How the Ego Generates Behavior

By George A. Boyd ©2021

Q: If the ego is a state of identity, how does it interface with actual behavior?

A: If you carefully analyze the structure of the ego’s identity and how this extends to actual behavior, you find the following layers, from the innermost to the outermost:

  1. Life narrative or story – Your ego is identified with your unique life experience, which spans from your first conscious memory to the present.
  2. Ownership – Your ego’s awareness of what it has or possesses. This includes both wealth and possessions.
  3. Ability – Your ego’s awareness of the skills it has practiced in its life. These are resources that the ego can draw upon, depending on what each situation requires.
  4. Esteem – Your ego’s assessment of how well it is doing in your life. In people who are depressed, esteem will be very low. In people who are narcissistic, esteem will be exaggerated.
  5. Support – Your ego’s assignment of people to zones of intimacy on your life, according to their importance to you. For example, your spouse or partner and your children might occupy the innermost ring; your close friends, the next ring; relatives and friends, the next ring; and co-workers and neighbors, the outer ring. Your rules for disclosure of what you deem sensitive or secret is based on which intimacy zone you have currently assigned them.
  6. Dreams and desires – This is what your ego tells other people what it wants be, to do, and to have. This is the ego’s reservoir of motivation that fuels your actions.
  7. Life organization – These are twelve areas in which you play different roles. [In my book, The Practical Applications of Meditation in Daily Life and Education, I suggest ways that you can inventory what you want to achieve in each of these areas of your life.]
  8. Roles – These are the major activities that you carry out in your life. For example, in the area of home, you might play the role of a homemaker. Your thinking, feeling, and behavior related to this role are integrated into this identity state. In the I Am statement Vipassana meditation, we teach in our Introduction to Meditation class to contemplate the ego, you tap into this level: you note the identity state in which you are currently operating, and what you are thinking and feeling while you are in this identity state. So, for example, if you were contemplating this I am statement for your role of homemaker, you might be thinking about what you need to clean in the house, what laundry needs to be done, and what supplies are getting low that you need to purchase the next time you go shopping; you might be feeling irritated with your teenaged son, who always leaves his bathroom in a mess—and you wind up having to clean it.
  9. Sub-roles – The ego groups each related activity associated with a major role under this main identity, and assigns these sub-roles unique I Am statements. For example, under homemaker, you might have the activity identification, “I am a dishwasher,” “I am a carpet cleaner,” or “I am a floor washer.”
  10. Direction of individual behavior – This is the egoic octave of volition. This carries out the individual behavior required to enact the activities of a sub-role—one action at a time. For your dishwasher sub-role, this might look like: pick up the white cup… clean it with the sponge… rinse it under the sink… place it on the fourth peg on the top shelf of the dishwashing machine… [And then you would repeat this behavioral chain for each item that needs to be washed in the dishwashing machine.]
  11. Translation of behavioral command into neurological interface – Similar to machine language in a computer, behavioral command is translated on the information ether into signals that produce the neural electrical cascade that generates physical action.
  12. Neurological response – with each behavioral command and its subsequent translation into “brain recognizable directions,” you would detect specific areas of the brain light up and neural signals are sent to the appropriate body parts to carry out the specific action. This is the aspect of behavior that we can measure with technology and testing.

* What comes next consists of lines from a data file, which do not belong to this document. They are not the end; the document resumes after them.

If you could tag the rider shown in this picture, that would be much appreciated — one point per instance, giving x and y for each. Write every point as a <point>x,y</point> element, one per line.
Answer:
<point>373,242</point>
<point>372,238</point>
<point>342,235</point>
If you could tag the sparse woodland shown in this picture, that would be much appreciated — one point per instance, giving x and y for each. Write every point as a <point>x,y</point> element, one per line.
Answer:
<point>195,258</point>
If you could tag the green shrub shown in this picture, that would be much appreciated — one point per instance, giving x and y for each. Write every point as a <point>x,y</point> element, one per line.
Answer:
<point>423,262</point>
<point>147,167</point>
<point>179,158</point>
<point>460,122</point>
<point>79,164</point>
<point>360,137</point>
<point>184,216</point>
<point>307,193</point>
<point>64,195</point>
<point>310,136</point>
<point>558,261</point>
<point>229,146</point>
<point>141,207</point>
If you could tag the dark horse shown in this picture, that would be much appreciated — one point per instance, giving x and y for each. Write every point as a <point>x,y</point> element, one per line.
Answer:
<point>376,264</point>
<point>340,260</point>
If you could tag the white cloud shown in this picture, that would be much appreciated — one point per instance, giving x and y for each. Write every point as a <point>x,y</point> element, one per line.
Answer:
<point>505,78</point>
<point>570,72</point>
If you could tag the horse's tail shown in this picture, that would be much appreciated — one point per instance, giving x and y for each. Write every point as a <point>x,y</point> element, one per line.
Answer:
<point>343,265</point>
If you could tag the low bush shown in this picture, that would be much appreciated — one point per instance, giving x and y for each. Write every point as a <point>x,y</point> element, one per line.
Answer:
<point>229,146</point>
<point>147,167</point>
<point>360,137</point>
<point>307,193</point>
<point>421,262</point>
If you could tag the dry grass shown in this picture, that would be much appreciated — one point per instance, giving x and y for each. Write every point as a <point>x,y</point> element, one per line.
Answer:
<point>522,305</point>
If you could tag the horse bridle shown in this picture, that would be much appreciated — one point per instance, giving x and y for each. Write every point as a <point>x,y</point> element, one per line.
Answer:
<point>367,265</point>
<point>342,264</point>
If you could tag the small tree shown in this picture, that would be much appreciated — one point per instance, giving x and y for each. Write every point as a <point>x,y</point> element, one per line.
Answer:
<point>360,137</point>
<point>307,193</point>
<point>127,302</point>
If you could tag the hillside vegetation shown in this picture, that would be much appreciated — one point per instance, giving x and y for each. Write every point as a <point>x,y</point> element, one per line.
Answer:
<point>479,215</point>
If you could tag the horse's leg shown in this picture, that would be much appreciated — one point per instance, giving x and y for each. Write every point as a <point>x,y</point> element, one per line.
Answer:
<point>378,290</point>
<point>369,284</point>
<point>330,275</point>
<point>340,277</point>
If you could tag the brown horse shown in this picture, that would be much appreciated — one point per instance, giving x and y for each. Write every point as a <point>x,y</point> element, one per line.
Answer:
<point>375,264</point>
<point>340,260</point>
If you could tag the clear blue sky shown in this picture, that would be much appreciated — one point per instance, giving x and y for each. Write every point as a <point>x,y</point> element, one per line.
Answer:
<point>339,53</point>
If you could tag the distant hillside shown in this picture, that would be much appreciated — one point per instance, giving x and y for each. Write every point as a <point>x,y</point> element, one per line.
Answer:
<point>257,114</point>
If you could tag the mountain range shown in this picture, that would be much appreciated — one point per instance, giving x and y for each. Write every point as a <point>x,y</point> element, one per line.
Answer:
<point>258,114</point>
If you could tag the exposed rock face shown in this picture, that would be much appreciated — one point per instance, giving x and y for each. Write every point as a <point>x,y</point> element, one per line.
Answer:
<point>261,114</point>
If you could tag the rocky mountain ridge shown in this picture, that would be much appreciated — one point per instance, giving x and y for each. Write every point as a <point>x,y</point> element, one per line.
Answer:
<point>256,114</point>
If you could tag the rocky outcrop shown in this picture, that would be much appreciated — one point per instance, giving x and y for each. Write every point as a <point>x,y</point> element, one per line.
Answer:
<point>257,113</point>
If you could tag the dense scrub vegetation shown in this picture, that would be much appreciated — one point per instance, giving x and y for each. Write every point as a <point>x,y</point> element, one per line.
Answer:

Your desire or motivation for action at the egoic level springs from level 6. You adopt the role (level 8), and operate through sub-role (level 9) that contains the behavior you are aim to perform. The egoic octave of volition (level 10) translates this behavior into the individual actions that others can witness you do (level 12).

That’s how your identity can give rise to action: your actual observable behavior is predicated upon your desire. No desire; no action.

Factors that Influence Poverty and Prosperity

By George A. Boyd © 2021

Q: What allows some people to struggle with wealth and live forever in poverty, whereas others seem to have no problem earning great money and building wealth?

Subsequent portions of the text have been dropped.